Cooler weather helps crews battling California wildfire

A helicopter drops water on a burning hillside while battling the Rocky Fire near Clearlake, Calif., on Monday, Aug. 3, 2015. The fire has charred more than 60,000 acres and destroyed at least 24 residences. AP

A helicopter drops water on a burning hillside while battling the Rocky Fire near Clearlake, Calif., on Monday, Aug. 3, 2015. The fire has charred more than 60,000 acres and destroyed at least 24 residences. AP

LOWER LAKE, California— Firefighters were working aggressively to regain control after a raging California fire jumped a highway that had served as a containment line for the massive blaze — one of 20 wildfires burning in California.

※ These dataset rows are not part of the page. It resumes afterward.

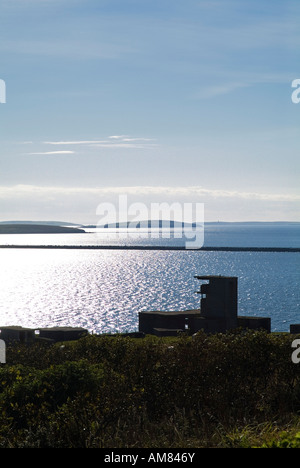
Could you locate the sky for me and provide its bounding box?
[0,0,300,224]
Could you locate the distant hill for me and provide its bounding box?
[0,223,85,234]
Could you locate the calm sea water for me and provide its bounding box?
[0,223,300,333]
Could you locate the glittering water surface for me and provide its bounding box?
[0,249,300,333]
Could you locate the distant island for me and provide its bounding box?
[0,223,85,234]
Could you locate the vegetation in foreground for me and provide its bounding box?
[0,330,300,448]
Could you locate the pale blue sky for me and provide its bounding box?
[0,0,300,223]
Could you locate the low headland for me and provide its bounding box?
[0,223,85,234]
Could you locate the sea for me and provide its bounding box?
[0,223,300,334]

Cooler weather had helped crews build a buffer Monday between the wildfire and some of the thousands of homes it threatened as it tore through drought-withered areas.

But Monday afternoon erratic wind blew hot embers across Highway 20, north of the city of Clearlake.

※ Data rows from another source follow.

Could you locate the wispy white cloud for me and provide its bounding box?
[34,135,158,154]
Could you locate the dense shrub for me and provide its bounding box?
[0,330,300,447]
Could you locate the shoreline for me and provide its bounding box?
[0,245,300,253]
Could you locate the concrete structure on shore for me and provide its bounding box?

“There were too many (spot fires) for us to pick up,” Battalion Chief Carl Schwettmann of the California Department of Forestry and Fire Protection told the San Francisco Chronicle, after the stand on Highway 20. “With these drought-stricken fuels, it’s just moving at an extremely high rate of speed.”

At least two dozen homes were destroyed over the past few days, and more than 13,000 people were urged to flee.

The fire — the largest blaze in drought-stricken California — roughly tripled in size over the weekend to almost 97 square miles (250 square kilometers), generating its own winds that fanned the flames and reduced thousands of acres of manzanita shrubs and other brush to barren land in hours.

Numerous other wildfires in California, Washington state and Oregon took off as the effects of drought and summer heat turned the West Coast combustible. California blazes killed a firefighter last week and injured four others.